My freshman year, I’d practice 2-3 hours a day, 5 days a week. And despite all the new technique points and routines we’d learn, at the beginning of every practice I’d spend 30 minutes just doing the Waltz box step. Where I’d stand in front of a mirror, weight on my left foot and visually checking that all my blocks of weight were perfectly stacked up on top of each other. Take a slow step forward, and at the midpoint where my weight would hover over both my feet, gradually rolling through my back foot into my front and slowly collecting my feet while making sure my blocks of weight remained perfectly stacked. Taking a sidestep required the same precision with an added rise in elevation, before collecting my feet together again and slowly lowering down with blocks of weights stacked. Before resetting and doing the same pattern all over again, and again, and again.

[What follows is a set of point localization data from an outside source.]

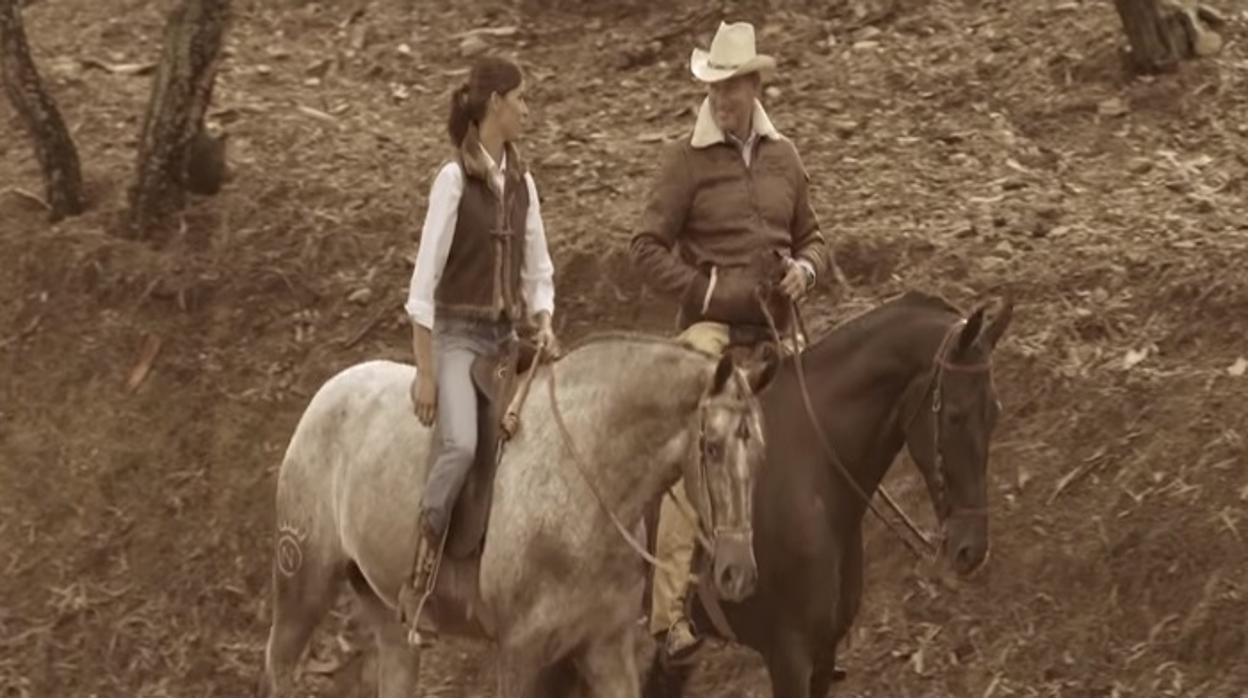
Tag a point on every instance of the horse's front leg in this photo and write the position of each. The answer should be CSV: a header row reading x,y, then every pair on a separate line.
x,y
608,667
518,672
790,666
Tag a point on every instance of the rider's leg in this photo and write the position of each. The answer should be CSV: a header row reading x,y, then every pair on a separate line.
x,y
677,538
457,447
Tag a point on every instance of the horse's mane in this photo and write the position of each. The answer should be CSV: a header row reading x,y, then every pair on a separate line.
x,y
630,337
865,321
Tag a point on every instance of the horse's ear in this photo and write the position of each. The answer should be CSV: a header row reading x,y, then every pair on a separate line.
x,y
764,371
971,330
723,372
997,327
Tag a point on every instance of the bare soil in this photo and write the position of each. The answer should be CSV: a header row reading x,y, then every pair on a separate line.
x,y
965,147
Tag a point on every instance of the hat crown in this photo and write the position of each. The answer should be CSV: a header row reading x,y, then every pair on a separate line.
x,y
733,44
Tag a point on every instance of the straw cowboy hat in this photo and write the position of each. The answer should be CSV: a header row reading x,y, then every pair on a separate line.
x,y
731,54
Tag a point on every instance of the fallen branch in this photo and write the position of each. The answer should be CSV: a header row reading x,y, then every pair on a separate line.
x,y
29,195
367,327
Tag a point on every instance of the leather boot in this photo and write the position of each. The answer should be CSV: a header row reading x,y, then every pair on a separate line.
x,y
418,588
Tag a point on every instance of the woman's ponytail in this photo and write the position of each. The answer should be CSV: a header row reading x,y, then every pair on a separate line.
x,y
468,101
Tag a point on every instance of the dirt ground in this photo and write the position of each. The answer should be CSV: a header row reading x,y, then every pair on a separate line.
x,y
966,147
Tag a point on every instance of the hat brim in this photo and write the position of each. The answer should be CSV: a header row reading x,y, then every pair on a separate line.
x,y
699,64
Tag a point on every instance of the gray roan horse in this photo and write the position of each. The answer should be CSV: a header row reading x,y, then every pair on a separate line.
x,y
912,372
554,584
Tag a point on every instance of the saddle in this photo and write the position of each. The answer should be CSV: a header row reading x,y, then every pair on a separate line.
x,y
497,380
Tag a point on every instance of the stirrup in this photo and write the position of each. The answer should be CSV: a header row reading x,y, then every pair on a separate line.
x,y
680,643
429,578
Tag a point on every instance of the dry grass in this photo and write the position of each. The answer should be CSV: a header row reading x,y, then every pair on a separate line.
x,y
974,149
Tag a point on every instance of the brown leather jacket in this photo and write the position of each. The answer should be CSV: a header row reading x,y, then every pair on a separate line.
x,y
711,210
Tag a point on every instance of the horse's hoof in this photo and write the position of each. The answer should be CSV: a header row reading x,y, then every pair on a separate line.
x,y
417,639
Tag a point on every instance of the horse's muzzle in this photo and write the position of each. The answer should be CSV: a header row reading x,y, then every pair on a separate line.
x,y
966,542
735,571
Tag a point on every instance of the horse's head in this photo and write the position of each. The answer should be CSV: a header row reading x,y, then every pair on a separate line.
x,y
952,411
720,477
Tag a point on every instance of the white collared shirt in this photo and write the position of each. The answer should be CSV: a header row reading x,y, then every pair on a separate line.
x,y
537,274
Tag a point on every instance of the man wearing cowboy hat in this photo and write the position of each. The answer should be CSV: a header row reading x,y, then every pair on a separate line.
x,y
729,211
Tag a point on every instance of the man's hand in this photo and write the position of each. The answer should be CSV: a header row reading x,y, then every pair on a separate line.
x,y
795,281
424,397
546,337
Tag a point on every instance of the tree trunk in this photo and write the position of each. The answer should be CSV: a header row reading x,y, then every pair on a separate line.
x,y
1162,33
181,93
54,147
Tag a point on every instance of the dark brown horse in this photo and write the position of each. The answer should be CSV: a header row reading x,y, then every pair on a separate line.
x,y
912,372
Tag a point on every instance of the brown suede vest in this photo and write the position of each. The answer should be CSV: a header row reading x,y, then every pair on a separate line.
x,y
482,275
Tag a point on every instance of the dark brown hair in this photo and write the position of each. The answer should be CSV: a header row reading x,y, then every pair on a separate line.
x,y
468,103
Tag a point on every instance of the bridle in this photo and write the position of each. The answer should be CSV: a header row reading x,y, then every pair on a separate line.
x,y
934,386
935,381
716,528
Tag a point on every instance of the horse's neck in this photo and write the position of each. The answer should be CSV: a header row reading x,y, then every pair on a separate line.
x,y
634,462
632,430
890,358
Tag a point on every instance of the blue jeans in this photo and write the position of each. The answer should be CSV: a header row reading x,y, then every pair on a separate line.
x,y
456,346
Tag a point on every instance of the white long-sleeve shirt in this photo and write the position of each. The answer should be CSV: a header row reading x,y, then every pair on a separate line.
x,y
537,274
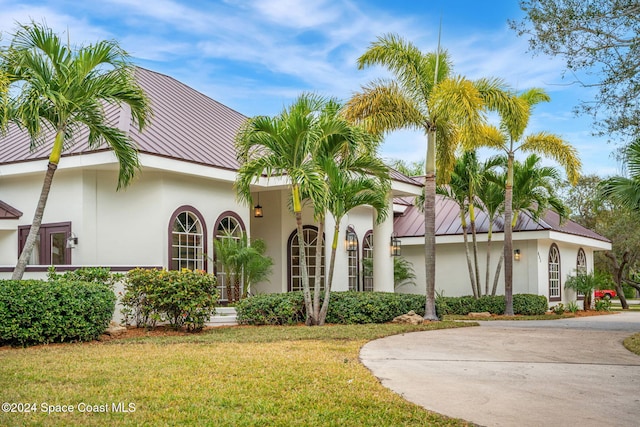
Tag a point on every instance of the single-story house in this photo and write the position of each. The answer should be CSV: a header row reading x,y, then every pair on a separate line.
x,y
183,199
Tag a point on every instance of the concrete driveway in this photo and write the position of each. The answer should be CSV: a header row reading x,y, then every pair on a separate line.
x,y
572,372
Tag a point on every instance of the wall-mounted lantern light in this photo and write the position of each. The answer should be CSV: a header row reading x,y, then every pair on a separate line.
x,y
396,245
72,241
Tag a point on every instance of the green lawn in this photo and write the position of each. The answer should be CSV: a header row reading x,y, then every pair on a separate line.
x,y
238,376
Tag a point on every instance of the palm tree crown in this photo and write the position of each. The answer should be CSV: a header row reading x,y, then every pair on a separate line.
x,y
63,91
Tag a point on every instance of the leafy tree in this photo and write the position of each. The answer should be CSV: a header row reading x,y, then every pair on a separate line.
x,y
599,38
585,284
510,139
424,96
353,180
283,145
61,92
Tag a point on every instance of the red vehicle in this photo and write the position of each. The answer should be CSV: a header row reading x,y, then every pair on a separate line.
x,y
604,293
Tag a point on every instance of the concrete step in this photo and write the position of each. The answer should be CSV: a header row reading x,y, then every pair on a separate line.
x,y
224,316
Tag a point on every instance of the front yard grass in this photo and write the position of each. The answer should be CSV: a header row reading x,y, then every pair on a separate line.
x,y
236,376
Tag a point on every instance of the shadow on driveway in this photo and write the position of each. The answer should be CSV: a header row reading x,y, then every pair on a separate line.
x,y
572,372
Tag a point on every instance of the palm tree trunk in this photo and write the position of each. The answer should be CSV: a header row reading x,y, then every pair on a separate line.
x,y
21,266
318,277
495,278
430,227
508,242
472,219
306,292
332,263
465,237
487,275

Ballroom is a very precise sport, one where if your right shoulder leans too far back, you could throw your dance partner and footwork completely off balance. But once you master the small mechanics and learn to speak the language, the range of motion accessible by the subtlest of weight transfers is deeply profound and the connection you and your partner share becomes truly beautiful. Though despite all the flashy spins, hops, shapes you can form, everything really does come from a strong base of clean weight transfers and collecting your feet. And despite the monotony of those 30 minutes every practice, that was what led to my consistently winning collegiate competitions and eventually heading to nationals.
Beyond ballroom, the same mentality has proven important. Even as an investor, being able to accurately process new data points pre-market for each day’s morning summary is critical. And despite 95%+ of news flow being noise, being able to honestly ask yourself for every data point “is this incremental” versus mechanically writing this off as just a morning chore can lead to a difference in $M of P&L. Of course, people can get away with shooting from the hip and eat these potential losses and write them off as bad luck. But at the end of the day in investing, ballroom and otherwise, the art becomes being able to see the whole picture and driving consistency in your outcomes. And all that starts with doing even the little things right.